If the skull was one metre long, the total body length should be around 7 metres. Their text that head to tail length of 3.5m can be misinterpreted and that measurement is more accurately SVL.


----------



## Fuscus (Mar 21, 2012)

crocodile_dan said:


> If the skull was one metre long, the total body length should be around 7 metres. Their text that head to tail length of 3.5m can be misinterpreted and that measurement is more accurately SVL.


Assuming, of course, the animal had the same proportions as modern crocs


----------



## crocodile_dan (Mar 21, 2012)

Yes assuming such, they said it was a "forerunner of modern saltwater crocodiles" so that was my justification.

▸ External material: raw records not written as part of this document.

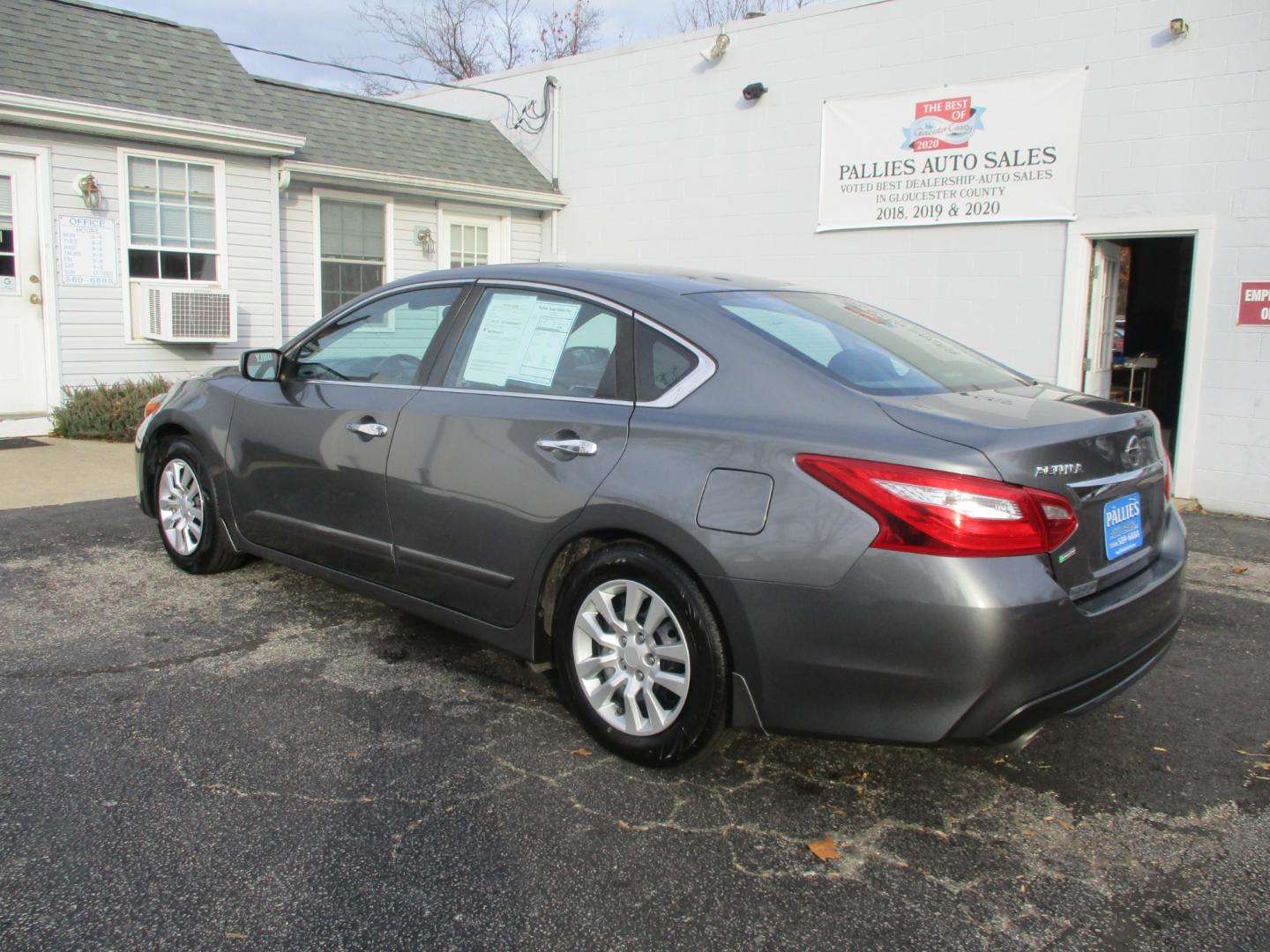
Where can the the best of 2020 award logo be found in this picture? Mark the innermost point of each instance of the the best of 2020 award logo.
(943, 123)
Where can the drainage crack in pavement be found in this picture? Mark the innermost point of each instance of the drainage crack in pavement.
(155, 666)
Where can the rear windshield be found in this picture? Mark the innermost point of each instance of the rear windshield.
(862, 346)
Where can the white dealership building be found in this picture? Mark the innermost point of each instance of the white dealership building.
(1077, 188)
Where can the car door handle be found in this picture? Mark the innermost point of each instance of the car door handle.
(576, 447)
(369, 429)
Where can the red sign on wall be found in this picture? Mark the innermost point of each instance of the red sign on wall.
(1255, 303)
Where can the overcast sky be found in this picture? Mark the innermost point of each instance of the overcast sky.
(329, 29)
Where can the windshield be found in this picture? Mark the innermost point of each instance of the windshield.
(862, 346)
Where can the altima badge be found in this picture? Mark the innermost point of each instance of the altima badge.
(1061, 470)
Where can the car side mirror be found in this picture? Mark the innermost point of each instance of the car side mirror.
(260, 365)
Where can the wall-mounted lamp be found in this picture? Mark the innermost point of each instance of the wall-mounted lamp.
(89, 190)
(423, 235)
(721, 48)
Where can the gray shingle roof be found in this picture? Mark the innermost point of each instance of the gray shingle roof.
(358, 132)
(83, 52)
(97, 55)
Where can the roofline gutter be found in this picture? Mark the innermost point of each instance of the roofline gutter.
(26, 109)
(317, 173)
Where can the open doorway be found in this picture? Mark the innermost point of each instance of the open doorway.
(1138, 316)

As well as the physiology of a crocodile who's head is one third the body length.


----------



## dragonlover1 (Mar 21, 2012)

crocodile_dan said:


> If the skull was one metre long, the total body length should be around 7 metres. Their text that head to tail length of 3.5m can be misinterpreted and that measurement is more accurately SVL.



with a skull of 1 metre I thank the gods I wasn't around to be eaten back then but who knows I may have been reincarnated as a smartarse amateur herp.


----------



## Wrightpython (Mar 21, 2012)

So no bigger than what we get now then.


----------



## mmafan555 (Mar 23, 2012)

I wonder if a 7m croc actullay exists in the wild???...I believe Lolong was measured by Britton to be 20ft 3 inches...Would need to be 2.5 ft bigger to be a 7m croc.


----------



## Morgana (Mar 26, 2012)

Meh.....it's got nuthin' on Crocosaurus 

Morgana


----------



## SteveNT (Mar 26, 2012)

Just a little pommy handbag eh?


----------



## SteveNT (Mar 26, 2012)

crocodile_dan said:


> If the skull was one metre long, the total body length should be around 7 metres. Their text that head to tail length of 3.5m can be misinterpreted and that measurement is more accurately SVL.



Cant agree with that. I collected a near complete skeleton from a swamp in north Arnhem Land. Skull 1.2 meters, overall length 5.5 meters.


----------